An Exhibition at Art Basel Miami Beach Allows Visitors to Mint Their Own NFT
Artist Mario Klingemann’s AI-controlled, generative art installation stars in the digital art show presented by the energy-efficient blockchain Tezos, which explores the future of the NFT market, cryptoart, and the relationship between humans and machines.
One of the forebears of artificial intelligence art, German artist Mario Klingemann never knows how his generative self portraits may turn out. “The one thing I always appreciate about working with AI is the chance to get results you didn’t expect, or that are somewhat out of your control,” he says. “There’s a machine that’s your counterpart and you interact with it, and it does some things by itself, but at the same time you get the feeling that it’s not random and you have some control. I like the intermediate space.”

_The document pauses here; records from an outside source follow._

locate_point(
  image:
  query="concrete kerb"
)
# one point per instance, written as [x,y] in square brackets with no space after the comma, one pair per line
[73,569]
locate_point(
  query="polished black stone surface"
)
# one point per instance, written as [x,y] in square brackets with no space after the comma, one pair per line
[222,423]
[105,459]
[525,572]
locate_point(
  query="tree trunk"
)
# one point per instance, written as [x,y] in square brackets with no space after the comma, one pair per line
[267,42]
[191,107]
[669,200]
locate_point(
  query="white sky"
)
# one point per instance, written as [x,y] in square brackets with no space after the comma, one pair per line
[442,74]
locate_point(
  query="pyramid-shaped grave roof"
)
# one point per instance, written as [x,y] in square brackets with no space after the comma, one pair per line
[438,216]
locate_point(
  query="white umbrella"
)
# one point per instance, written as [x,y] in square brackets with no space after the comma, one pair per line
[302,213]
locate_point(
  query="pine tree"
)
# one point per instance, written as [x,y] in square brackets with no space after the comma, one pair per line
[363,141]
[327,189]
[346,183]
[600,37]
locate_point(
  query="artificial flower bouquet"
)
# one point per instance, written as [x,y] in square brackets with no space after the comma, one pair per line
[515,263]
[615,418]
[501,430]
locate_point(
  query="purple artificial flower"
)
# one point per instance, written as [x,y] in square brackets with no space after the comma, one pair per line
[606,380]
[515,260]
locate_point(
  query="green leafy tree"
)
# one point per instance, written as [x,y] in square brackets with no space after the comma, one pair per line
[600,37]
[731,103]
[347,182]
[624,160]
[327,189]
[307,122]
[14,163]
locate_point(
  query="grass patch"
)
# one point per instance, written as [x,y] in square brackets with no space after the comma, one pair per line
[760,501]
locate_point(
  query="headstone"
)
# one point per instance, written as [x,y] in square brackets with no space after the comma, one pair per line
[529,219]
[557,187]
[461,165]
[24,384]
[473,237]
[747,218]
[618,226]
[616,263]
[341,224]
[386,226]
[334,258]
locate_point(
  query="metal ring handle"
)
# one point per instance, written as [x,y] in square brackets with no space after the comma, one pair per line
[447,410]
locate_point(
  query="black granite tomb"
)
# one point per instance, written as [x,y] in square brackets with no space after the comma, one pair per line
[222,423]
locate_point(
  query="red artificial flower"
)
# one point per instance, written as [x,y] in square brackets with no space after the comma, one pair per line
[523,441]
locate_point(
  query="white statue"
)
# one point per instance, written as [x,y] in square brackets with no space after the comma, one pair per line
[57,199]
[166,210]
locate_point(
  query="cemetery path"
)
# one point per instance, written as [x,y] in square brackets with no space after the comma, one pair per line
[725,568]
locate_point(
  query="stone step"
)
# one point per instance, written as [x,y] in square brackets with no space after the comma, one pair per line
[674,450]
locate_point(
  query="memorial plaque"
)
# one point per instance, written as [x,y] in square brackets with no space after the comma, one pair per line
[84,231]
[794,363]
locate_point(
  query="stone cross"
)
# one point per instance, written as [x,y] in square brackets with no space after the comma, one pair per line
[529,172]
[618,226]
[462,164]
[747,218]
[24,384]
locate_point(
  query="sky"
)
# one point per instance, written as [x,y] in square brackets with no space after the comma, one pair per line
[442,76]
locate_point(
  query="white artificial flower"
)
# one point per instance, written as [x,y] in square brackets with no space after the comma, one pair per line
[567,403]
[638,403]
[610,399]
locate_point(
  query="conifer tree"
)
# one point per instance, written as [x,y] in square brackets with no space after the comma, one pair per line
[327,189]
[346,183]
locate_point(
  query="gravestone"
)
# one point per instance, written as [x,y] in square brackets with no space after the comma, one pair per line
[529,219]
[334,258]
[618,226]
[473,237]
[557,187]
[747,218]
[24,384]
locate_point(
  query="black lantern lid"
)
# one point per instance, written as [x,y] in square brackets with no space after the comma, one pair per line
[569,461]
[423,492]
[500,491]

Featuring generative and NFT artists such as Helena Sarin, Kevin Abosch, Matt Deslauriers, and Kelly Richardson, among others, the show will put one of the art world’s hottest phenomenons front and center for the first time at the fair. The exhibition is being hosted on the open-source blockchain Tezos, a popular platform among creatives who are embracing NFTs but are concerned about the high minting fees and environmental impact of chains like Ethereum.
For instance, it’s been reported that the musician Grimes’ recent Earth NFT auction used as much energy as a single resident of the European Union uses in 33 years and that Ethereum is responsible for 96,200,000 tons of CO2 since its inception—the equivalent of the 84 least carbon-intensive countries combined. As a blockchain, Tezos uses a Proof of Stake (PoS) algorithm to mint NFTs which is much more energy-efficient than Proof of Work (PoW), which requires vast amounts of energy.
Over the course of the exhibition, speakers and panel discussions will cover of-the-moment topics such as the metaverse, art trends, and, of course, NFTs. Highlights from the roster of environmentally conscious talent include Bulgarian artist Iskra Velitchkova’s nature-inspired generative images, Australian artist Sutu’s sci-fi- and cyberculture-themed animations, and Turkish computer scientist Memo Akten’s AI-driven octopuses, Distributed Consciousness.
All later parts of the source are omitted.